Our world is a quantum world so everything, including any stage of the Hawking evaporation, may only be predicted probabilistically. At the end of its life, a tiny black hole has a mass comparable to the Planck mass and such a tiny black hole becomes qualitatively the same thing as just another heavy unstable species of an elementary particle.
A question is whether or not you know the precise microstate of such a black hole. If you know it, you may predict the probabilities of different final products accurately from a well-defined compactification of string/M-theory you consider (without string/M-theory, you will clearly be able to make no precise predictions of the quantum gravity phenomena, and this is a textbook example of one). If you don't know the exact microstate is, it is still true that roughly speaking, the small black hole emits a thermal radiation.
However, at the very end of the life of the black hole, its temperature goes up a lot. At the very end, the temperature is close to the Planck temperature (the highest possible temperature that may marginally be talked about in physics) so the decay products may include (with a high probability) very heavy particle species, too.

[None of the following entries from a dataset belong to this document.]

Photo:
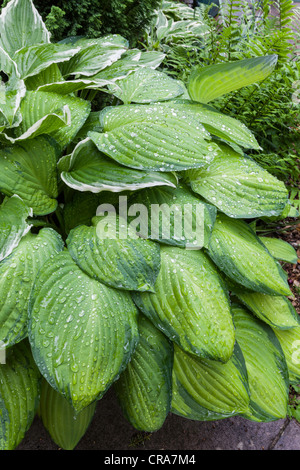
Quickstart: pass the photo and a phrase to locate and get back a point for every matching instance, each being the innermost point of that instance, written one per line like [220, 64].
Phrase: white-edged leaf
[13, 224]
[21, 25]
[91, 170]
[82, 333]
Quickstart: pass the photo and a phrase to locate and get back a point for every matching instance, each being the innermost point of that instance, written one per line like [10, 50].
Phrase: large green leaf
[207, 390]
[280, 249]
[153, 137]
[17, 275]
[32, 60]
[276, 310]
[37, 105]
[211, 82]
[238, 186]
[21, 25]
[190, 304]
[290, 344]
[239, 253]
[13, 224]
[65, 426]
[266, 367]
[175, 216]
[144, 389]
[29, 170]
[82, 333]
[19, 395]
[146, 86]
[91, 170]
[111, 252]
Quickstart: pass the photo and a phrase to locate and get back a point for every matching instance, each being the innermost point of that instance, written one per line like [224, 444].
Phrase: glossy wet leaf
[111, 252]
[190, 304]
[238, 252]
[211, 82]
[144, 389]
[64, 425]
[266, 367]
[82, 333]
[146, 86]
[153, 137]
[17, 275]
[238, 186]
[176, 216]
[207, 390]
[13, 224]
[91, 170]
[28, 169]
[19, 395]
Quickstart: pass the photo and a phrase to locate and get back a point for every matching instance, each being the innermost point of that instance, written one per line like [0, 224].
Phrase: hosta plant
[101, 284]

Right before it disappears, a black hole may surely produce a pair of top quarks or even heavier particles. There's still a nonzero probability that it will decay to two photons or anything else that doesn't violate conservation laws.
Actually, the probability is nonzero that a black hole emits another, smaller black hole. It's just very unlikely: such a process is essentially suppressed by $\exp(-S)$ where $S$ is the entropy of the emitted black hole.
For macroscopic black holes, such a factor is zero for all practical purposes. However, if you want to emit black holes that are slightly larger than the minimal (Planckian) black hole, the factor isn't hopelessly tiny and the emission of a small black hole is a possibility. Again, any black hole microstate may always be interpreted as yet another species of an elementary particle. Large black holes have a high entropy and the description in terms of "exponentially many new particle species" becomes contrived. However, for the smallest (Planckian) black holes, the description in terms of new particle species becomes a condition for any accurate description of the black hole's behavior.